Baju dan Sedikit
Kadang benar...
Ini mungkin opini. Tetapi saya suka. Para Shohabat semisal Ali bin Abi Tholib, juga sederhana. Sehingga pernah dikisahkan, dia ke pasar menjualnya pedang untuk beli sarung. Belum lagi yang pakaiannya hanya 2.
Eh, itukan zaman dulu keles!!!!???
Nilai kesederhanaan yang dicontohkan, seharusnya tidak luntur. Mereka lebih memilih akhirot.
Hehehe... kalau punya baju banyak, gak pa pa juga sih. Karena sederhana dan tidak ukurannya bukan dari orang lain. Tapi diri sendiri.

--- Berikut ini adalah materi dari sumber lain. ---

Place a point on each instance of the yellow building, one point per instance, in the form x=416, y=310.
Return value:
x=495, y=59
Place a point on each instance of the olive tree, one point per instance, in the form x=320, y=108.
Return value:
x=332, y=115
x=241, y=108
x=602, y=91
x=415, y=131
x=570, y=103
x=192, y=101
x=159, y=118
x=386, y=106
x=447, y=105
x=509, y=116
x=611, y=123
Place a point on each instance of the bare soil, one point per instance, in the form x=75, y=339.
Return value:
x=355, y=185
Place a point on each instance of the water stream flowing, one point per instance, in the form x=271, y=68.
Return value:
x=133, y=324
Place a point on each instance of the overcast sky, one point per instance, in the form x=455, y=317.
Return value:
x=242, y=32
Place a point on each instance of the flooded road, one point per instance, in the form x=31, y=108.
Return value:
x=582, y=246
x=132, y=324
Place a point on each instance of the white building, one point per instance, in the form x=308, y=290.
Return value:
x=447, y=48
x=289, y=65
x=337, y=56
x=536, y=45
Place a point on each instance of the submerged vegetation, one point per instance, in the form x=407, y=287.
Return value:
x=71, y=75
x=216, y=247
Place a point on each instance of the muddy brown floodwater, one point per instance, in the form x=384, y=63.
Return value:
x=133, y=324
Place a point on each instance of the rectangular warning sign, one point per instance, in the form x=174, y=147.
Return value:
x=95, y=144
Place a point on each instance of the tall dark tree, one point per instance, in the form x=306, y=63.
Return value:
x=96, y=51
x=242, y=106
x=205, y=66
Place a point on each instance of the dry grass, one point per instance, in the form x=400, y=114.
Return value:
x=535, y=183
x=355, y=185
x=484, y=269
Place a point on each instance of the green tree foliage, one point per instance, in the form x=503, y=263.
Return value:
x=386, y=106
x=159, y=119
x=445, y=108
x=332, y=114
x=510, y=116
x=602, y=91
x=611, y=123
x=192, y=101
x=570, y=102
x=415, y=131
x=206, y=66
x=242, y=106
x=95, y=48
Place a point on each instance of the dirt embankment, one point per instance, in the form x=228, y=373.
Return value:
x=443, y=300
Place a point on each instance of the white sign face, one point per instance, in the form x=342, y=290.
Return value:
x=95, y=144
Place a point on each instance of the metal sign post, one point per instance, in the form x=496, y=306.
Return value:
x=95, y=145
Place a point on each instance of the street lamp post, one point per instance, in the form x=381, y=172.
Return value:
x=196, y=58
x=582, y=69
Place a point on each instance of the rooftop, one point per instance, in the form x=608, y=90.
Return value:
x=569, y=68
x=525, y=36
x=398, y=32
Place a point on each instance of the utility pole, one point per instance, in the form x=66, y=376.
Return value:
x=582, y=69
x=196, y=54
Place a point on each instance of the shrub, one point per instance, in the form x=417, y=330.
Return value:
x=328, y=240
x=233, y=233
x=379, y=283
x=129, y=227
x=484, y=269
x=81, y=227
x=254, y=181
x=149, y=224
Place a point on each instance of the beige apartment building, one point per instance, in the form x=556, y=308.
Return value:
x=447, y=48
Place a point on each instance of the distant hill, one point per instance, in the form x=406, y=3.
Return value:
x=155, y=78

Baju saya, 1 merah set. 2 coklat set. 1 dongker set. 1 biru bendera inggris non set. 1 hitam set. Itu ji gamisku... tambah 2 set keki dan hijau hansip.
Rumahan, coklat susu 1 set. Batik 2. Kotak 1. Biru laut 1. Jilbab hitam 2.
Rok lipit 2. Baju batuk 1.Baju putih 2. Ini jarang saya pake.
Sedikitnya bajuku di. Pantas anakku da bilang. Umi kita miskin di?
Hehehe
Kita cukup nak. Bukan miskin.
Lagian, saya juga orang mager. Lebih suka di rumah. Suka malas kalau mau keluar. Soalnya harus lengkap dari kos kaki to head. Ke pasar? Sudah hampir 3 bulan, saya tidak injak pasar laino. Saya tidak bisa naik motor.
Hihihi... Malas? Bukan. Keluar juga sebenarnya, meski jarang. Tetapi, itu tadi masalahnya juga. Motor. Saya, belum bisa.
Mau dengan kisah bapak saya dan bajunya? Yang bagi saya makin memotivasi untuk tidak banyak-banyak baju.
Eh, bisa tidak ada yang beli gamis jualanta.
Hehehe...
Tidak apa, nanti sa beli sendiri. Bisa mi mungkin sa ganti gamis.